This program would include the purchase and speculative development of a sizable “corporate campus” to induce various corporations and light-manufacturing industries to move here. The study suggests that our resort atmosphere, our small-town ambiance, and our unspoiled environment would be inducements for business to relocate here. It also cites the relatively high income and education level of the county as attractive to industry.
I groaned when I read the proposal because of a similar Chamber of Commerce approach to growth that Hilton Head Island, S.C., experienced during my 11-year residence there. I moved here last fall after Hilton Head became intolerable as a retirement community, its ambiance gradually destroyed by traffic and crowds, brought about in large part by prodigious advertising and business development efforts by the Hilton Head Chamber of Commerce.
An unintended result of the Chamber’s effort has been the loss of the island’s appeal to many of its former devotees. Unfortunately, the community characteristics that appeal to an educated and moderately affluent retiree population are not the dynamic growth qualities that inspire the Chamber of Commerce.
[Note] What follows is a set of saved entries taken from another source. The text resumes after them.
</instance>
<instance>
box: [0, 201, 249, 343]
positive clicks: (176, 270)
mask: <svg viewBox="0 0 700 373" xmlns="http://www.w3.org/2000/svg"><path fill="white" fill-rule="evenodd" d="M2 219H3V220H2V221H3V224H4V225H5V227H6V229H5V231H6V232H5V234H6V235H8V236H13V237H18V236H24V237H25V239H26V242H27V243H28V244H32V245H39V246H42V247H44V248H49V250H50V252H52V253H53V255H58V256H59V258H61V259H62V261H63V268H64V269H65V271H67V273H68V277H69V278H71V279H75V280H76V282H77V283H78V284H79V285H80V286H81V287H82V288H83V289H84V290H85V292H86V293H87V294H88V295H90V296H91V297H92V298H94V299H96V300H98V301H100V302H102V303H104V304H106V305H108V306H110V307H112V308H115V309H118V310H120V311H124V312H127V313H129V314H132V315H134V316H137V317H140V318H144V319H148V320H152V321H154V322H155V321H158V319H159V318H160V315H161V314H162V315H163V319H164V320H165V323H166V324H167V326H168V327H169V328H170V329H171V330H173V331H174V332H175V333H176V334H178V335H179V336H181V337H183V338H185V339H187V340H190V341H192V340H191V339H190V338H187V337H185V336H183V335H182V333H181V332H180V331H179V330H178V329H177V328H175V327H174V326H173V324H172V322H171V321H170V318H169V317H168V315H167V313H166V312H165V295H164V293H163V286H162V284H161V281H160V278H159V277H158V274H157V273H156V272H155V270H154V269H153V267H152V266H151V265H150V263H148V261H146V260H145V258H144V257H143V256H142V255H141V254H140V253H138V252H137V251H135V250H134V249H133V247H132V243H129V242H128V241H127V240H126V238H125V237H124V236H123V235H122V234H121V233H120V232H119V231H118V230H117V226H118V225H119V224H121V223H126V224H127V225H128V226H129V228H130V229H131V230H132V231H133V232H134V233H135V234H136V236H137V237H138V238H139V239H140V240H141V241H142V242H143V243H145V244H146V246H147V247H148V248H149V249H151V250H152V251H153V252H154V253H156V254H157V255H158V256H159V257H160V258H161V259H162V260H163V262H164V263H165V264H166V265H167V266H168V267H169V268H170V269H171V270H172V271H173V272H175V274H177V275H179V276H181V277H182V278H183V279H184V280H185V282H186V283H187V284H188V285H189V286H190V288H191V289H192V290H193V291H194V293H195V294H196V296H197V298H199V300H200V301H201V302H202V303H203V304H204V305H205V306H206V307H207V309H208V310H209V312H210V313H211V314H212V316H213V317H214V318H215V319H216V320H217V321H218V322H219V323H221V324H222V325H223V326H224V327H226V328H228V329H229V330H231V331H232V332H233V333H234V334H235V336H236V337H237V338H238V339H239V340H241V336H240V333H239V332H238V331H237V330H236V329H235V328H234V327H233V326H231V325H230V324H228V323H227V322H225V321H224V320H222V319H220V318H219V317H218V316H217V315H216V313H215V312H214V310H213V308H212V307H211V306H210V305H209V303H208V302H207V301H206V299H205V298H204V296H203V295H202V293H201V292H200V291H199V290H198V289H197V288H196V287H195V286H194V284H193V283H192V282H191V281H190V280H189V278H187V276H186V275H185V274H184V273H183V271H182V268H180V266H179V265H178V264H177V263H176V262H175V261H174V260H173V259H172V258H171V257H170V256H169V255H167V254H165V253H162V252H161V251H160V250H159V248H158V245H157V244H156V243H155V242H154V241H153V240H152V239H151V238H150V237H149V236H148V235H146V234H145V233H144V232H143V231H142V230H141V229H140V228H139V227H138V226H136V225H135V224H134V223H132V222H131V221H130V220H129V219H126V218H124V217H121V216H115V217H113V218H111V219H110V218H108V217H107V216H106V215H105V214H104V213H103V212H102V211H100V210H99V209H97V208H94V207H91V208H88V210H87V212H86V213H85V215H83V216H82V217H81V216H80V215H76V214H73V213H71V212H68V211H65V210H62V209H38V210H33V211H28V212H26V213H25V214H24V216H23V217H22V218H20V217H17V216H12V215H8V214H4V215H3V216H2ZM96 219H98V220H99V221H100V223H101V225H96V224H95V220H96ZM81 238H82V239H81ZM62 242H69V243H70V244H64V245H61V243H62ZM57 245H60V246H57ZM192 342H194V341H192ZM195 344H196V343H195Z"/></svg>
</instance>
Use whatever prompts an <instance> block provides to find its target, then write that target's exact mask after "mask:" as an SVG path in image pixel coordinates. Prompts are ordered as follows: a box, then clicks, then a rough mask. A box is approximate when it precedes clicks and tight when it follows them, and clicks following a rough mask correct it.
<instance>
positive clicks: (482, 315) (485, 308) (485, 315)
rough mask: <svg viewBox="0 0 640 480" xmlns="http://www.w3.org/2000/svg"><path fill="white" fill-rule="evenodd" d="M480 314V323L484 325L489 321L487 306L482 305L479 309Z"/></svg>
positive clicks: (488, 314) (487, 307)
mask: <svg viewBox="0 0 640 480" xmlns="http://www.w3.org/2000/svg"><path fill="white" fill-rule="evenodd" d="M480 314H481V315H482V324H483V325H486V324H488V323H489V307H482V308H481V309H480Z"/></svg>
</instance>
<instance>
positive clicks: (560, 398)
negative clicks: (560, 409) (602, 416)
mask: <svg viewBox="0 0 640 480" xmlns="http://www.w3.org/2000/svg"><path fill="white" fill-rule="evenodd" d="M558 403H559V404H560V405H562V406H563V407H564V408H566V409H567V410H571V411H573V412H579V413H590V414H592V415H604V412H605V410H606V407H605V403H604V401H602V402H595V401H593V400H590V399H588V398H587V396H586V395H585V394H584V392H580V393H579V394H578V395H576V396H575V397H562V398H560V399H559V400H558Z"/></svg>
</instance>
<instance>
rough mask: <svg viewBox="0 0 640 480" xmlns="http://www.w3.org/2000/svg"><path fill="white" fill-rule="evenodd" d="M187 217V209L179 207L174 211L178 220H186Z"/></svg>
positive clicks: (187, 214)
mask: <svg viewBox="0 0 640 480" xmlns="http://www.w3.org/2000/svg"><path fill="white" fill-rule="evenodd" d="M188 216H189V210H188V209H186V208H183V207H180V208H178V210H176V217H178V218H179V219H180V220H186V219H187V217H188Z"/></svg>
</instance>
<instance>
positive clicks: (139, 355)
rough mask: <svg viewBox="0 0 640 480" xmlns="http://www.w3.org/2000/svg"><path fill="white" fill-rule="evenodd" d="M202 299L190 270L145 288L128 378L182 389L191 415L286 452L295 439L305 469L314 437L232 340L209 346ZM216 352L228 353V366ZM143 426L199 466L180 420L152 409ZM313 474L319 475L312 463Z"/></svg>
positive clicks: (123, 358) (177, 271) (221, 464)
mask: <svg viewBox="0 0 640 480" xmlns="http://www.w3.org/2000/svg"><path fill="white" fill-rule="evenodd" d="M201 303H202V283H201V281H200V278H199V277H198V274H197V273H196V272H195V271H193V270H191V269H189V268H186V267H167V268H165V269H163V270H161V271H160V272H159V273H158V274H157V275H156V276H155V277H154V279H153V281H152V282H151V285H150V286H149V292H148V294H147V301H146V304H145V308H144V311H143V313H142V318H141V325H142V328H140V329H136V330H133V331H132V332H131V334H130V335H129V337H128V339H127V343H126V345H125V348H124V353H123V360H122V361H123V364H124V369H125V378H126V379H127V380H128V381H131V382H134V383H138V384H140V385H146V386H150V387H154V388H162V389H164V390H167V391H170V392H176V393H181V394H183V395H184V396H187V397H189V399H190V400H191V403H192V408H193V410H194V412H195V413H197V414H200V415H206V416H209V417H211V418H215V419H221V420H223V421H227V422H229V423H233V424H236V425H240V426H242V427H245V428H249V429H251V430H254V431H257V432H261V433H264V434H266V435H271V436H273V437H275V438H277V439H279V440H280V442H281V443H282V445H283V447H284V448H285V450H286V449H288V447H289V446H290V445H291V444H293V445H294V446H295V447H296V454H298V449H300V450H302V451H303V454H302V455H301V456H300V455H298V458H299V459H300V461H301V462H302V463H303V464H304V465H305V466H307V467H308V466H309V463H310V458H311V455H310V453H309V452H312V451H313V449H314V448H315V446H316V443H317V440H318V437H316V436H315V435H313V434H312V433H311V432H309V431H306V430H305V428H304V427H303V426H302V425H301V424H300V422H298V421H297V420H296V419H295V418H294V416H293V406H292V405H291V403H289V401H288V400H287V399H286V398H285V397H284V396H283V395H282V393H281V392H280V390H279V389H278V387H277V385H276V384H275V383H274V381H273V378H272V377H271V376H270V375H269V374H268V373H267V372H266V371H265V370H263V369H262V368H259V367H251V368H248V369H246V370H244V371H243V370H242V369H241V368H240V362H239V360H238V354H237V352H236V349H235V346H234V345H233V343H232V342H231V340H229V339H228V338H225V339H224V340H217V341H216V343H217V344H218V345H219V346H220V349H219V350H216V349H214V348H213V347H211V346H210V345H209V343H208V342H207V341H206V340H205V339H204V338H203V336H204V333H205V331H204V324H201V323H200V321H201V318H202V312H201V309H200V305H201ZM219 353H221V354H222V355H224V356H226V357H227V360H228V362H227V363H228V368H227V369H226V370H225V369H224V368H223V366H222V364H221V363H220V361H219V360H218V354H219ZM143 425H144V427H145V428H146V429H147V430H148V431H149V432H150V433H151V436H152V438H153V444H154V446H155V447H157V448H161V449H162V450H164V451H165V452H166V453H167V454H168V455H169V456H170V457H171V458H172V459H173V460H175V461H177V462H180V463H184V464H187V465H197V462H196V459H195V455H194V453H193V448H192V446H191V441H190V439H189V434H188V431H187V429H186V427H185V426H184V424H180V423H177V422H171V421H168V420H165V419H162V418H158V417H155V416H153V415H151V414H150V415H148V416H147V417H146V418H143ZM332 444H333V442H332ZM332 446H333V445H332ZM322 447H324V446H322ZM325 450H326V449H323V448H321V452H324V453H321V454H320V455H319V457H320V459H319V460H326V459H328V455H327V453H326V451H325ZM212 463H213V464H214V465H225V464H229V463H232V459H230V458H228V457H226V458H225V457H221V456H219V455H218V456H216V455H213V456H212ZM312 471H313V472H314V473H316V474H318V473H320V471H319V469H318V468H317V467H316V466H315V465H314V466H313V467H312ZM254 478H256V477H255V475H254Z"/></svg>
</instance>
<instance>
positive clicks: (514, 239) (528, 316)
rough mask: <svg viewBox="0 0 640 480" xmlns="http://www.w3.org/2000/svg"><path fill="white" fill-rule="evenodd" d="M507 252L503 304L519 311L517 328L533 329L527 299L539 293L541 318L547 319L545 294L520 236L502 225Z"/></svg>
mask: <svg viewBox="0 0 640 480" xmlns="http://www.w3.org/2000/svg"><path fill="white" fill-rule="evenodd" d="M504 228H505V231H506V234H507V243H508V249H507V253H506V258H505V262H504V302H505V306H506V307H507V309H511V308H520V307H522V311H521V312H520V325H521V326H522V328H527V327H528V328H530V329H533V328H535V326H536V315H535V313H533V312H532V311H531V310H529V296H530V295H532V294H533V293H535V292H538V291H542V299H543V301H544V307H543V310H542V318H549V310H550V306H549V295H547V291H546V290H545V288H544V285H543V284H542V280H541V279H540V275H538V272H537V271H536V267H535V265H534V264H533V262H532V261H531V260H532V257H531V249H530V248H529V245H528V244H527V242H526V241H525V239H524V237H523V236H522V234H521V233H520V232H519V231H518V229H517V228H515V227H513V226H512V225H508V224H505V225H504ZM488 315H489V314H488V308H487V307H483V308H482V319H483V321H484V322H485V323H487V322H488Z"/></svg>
The Sandhills has unique qualities that will continue to appeal to the nation’s retiree population and to its golf enthusiasts. There should be no fear that the area will stagnate without some massive effort toward growth. Even modest growth brings problems that must be addressed, but we must avoid the kind of growth that unwittingly endangers our ambiance and environmental well-being.
I offer these thoughts as an appreciative newcomer. I hope the Sandhills community will not undertake this industrialization program.